Determine whether the lines (x-6)/5=(y+2)/2=(z-3)/-9 and
(x-6)/1=(y+2)/2=(z-3)/6 are orthogonal , parallel or neither.
0 means when a dot product equal to zero, then it means it perpendicular to the plane.
I am so confused and finding it hard to understand. Would be able to solve this problem or similar any other problem to help me out.
No, the policy of the site is for the person asking the questions to attempt the questions first, show everything that they have tried and exactly where they are stuck, then they can receive some guidance.
Yes, for two lines (or vectors) to be orthogonal, their dot product has to be 0.

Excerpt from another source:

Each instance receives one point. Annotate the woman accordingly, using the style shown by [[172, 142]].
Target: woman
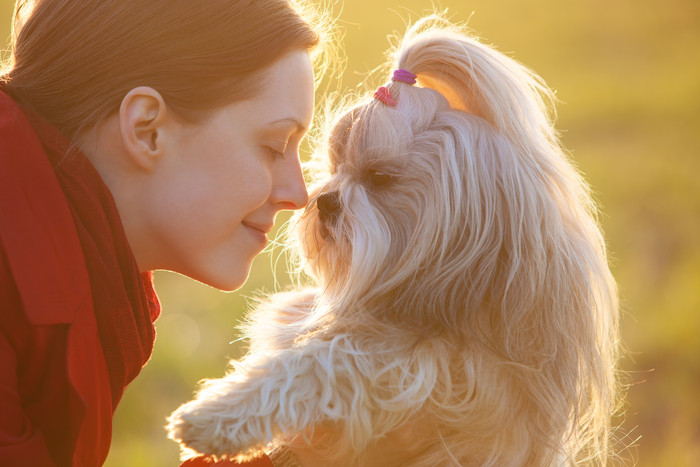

You have already been instructed to get the vector form of each of the lines. Have you done this?
There is your basic problem- only lines in a plane have a "slope".
Given (x-6)/5=(y+2)/2=(z-3)/-9, you can set the mutual value of those three equal to "t" and write (x- 6)/5= t so x- 6= 5t and x= 5t+ 6; (y+2)/2= t so y+ 2= 2t and y= 2t- 2; (z- 3)/-9= t so z-3= -9t and z= -9t+ 3. Those are parametric equations for the line and we can use them to write a vector in the direction of the line: $\displaystyle (5t+6)\vec{i}+ (2t-2)\vec{j}+ (-9t+3)\vec{k}$ is a vector from the origin to the point. In particular, taking t= 0, $\displaystyle 6\vec{i}- 2\vec{j}+ 3\vec{k}$ is the vector from the origin to the point (6, -2, 3) on the line. If we take t= 1, we get [tex]11\vec{i}- 6\vec{k}[tex], the vector from the origin to (11, 0, -6), another point on the line. And if we subtract those two vectors, we get $\displaystyle 5\vec{i}+ 2\vec{j}- 9\vec{j}$, a vector pointing in the direction of the line.
Do that for the second line and compare those direction vectors. (Notice that final vector has the coefficents of t in the parametric equations as components. You don't really have to construct those vectors.) Are they pependicular? (Is their dot product 0?). Are they parallel? (Is one a multiple of the other?)